In addition to improving bone density in men with hypogonadism, testosterone also appears to increase spine bone density in eugonadal men with vertebral fractures. An observational study of testosterone treatment in 14 eugonadal men with vertebral fractures showed an increase in bone density of the spine of 6.1% after 3 yr of treatment [15]. A subsequent uncontrolled study in 21 eugonadal men with vertebral osteoporosis showed a significant increase in bone density of the spine of 5% after 6 months of treatment with testosterone, but no change in hip bone density was seen [16]. Analysis of the biochemical markers of bone turnover in this study showed a reduction in bone resorption with testosterone, possibly mediated by its conversion to oestradiol [16]. A multicentre RCT is due to start shortly in the UK, to assess the safety and efficacy of testosterone supplementation in eugonadal men with osteoporosis.

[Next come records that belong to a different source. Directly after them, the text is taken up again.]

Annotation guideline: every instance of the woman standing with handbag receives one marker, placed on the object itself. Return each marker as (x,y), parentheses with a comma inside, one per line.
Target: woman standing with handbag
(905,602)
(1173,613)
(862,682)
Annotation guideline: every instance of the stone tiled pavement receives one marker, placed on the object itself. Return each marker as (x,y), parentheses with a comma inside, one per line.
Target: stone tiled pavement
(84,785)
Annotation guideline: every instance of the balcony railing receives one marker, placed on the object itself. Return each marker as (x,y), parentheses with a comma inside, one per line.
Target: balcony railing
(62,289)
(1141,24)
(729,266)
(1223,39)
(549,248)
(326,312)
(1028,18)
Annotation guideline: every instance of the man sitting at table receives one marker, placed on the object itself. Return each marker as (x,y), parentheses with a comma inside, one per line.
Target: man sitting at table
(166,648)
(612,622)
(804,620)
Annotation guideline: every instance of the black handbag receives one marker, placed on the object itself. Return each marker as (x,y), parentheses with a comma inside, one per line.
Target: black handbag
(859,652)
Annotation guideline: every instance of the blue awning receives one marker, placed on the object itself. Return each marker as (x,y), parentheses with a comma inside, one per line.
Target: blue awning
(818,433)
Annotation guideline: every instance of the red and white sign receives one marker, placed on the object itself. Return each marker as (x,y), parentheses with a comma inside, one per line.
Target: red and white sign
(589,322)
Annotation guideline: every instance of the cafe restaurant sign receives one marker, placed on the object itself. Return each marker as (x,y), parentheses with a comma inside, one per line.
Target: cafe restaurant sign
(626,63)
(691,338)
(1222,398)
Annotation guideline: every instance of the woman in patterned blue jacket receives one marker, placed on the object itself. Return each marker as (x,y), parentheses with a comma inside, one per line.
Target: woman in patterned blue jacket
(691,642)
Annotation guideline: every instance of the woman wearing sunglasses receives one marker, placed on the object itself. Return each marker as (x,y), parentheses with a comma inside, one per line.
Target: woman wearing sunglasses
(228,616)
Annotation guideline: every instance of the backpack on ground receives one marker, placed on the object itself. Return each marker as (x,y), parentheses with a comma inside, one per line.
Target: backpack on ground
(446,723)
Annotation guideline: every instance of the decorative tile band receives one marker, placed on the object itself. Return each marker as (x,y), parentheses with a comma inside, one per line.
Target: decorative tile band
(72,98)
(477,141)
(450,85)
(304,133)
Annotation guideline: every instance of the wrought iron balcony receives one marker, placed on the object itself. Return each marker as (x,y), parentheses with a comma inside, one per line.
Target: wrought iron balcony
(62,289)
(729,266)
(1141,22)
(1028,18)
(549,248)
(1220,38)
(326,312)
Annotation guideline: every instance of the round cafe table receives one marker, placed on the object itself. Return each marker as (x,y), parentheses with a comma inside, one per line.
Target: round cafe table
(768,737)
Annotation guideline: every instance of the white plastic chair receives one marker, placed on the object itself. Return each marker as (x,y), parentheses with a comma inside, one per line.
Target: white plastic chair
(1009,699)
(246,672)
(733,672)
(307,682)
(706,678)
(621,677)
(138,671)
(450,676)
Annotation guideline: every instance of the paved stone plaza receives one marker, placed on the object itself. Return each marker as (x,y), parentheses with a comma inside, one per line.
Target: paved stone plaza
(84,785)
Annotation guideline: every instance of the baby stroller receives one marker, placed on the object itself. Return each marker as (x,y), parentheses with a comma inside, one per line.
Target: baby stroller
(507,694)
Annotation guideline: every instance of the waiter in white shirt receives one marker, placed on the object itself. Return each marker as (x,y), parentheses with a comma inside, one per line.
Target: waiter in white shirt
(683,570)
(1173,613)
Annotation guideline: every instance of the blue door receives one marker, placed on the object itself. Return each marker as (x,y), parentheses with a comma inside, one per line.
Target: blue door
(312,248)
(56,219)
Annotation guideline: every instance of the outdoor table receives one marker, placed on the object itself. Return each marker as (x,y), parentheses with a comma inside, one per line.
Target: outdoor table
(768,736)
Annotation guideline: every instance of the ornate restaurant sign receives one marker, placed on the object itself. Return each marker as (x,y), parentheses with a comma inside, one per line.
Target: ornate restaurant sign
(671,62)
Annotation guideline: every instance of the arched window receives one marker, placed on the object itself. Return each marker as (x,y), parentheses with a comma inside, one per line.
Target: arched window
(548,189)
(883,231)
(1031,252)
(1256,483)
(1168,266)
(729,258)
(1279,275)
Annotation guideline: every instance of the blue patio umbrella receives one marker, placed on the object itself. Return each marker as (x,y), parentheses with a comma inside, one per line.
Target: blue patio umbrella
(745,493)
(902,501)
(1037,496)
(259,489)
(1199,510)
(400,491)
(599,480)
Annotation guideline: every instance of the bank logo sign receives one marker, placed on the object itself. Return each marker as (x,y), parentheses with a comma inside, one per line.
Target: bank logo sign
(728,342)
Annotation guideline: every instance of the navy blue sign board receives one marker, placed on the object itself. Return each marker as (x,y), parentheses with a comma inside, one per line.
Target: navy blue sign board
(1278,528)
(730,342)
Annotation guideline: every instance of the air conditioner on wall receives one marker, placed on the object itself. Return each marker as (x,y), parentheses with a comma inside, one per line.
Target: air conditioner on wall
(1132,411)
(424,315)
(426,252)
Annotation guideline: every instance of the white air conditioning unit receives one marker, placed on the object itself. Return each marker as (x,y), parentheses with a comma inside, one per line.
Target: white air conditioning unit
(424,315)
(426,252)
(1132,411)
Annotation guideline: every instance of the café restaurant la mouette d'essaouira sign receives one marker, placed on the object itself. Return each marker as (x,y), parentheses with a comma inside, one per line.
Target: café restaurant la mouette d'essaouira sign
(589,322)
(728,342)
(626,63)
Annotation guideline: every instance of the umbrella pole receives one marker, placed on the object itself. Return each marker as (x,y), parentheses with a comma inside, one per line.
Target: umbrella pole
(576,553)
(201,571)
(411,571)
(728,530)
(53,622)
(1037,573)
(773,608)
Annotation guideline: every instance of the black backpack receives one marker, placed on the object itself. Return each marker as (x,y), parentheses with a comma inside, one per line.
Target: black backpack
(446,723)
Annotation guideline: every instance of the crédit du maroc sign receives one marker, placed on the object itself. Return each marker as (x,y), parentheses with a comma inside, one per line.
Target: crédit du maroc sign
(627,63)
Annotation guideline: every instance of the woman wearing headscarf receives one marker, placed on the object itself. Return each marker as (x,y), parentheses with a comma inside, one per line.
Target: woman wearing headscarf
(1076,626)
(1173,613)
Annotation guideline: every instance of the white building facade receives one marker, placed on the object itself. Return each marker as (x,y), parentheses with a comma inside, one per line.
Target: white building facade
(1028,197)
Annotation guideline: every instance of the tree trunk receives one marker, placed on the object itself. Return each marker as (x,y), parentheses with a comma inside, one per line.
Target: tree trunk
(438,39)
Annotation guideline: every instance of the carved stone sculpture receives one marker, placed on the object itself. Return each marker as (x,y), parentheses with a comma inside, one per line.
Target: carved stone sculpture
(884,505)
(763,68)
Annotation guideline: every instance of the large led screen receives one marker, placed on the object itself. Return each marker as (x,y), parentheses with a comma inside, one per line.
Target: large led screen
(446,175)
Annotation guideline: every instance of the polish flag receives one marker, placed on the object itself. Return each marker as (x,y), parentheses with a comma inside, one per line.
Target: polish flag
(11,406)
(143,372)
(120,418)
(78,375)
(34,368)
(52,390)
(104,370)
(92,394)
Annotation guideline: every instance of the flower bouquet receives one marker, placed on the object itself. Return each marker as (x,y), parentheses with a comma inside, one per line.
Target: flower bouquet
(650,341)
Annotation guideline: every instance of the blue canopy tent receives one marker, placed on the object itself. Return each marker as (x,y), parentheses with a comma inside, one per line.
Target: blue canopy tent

An RCT of the anabolic steroid nandrolone in 21 men with idiopathic osteoporosis showed an increase in bone density after 3 months of treatment, which decreased to basal levels after 1 yr of treatment [17]. The apparent lack of benefit with nandrolone may be related to suppression of endogenous testosterone production and the inability to aromatize anabolic steroids such as nandrolone to oestradiol.

An RCT in Germany in 64 men (mean age 53 years) with osteoporosis showed that low-dose intermittent monofluorophosphate and calcium increased bone density and decreased the risk of vertebral fractures [18]. Nevertheless, this treatment is not widely available and the therapeutic window is likely to be narrow.

The role of calcium and vitamin D supplementation in the management of osteoporosis in men remains unclear. In an RCT in 86 normal men aged 30–87 yr, supplementation with 1000 mg calcium and 1000 iu of vitamin D daily had no effect on bone loss from the forearm or spine [19]. In contrast, an American RCT in 389 older men and women (mean age 70 yr) living at home demonstrated that 700 iu vitamin D3 and 500 mg elemental calcium daily had a modest beneficial effect on bone density and decreased the incidence of non-vertebral fractures [20].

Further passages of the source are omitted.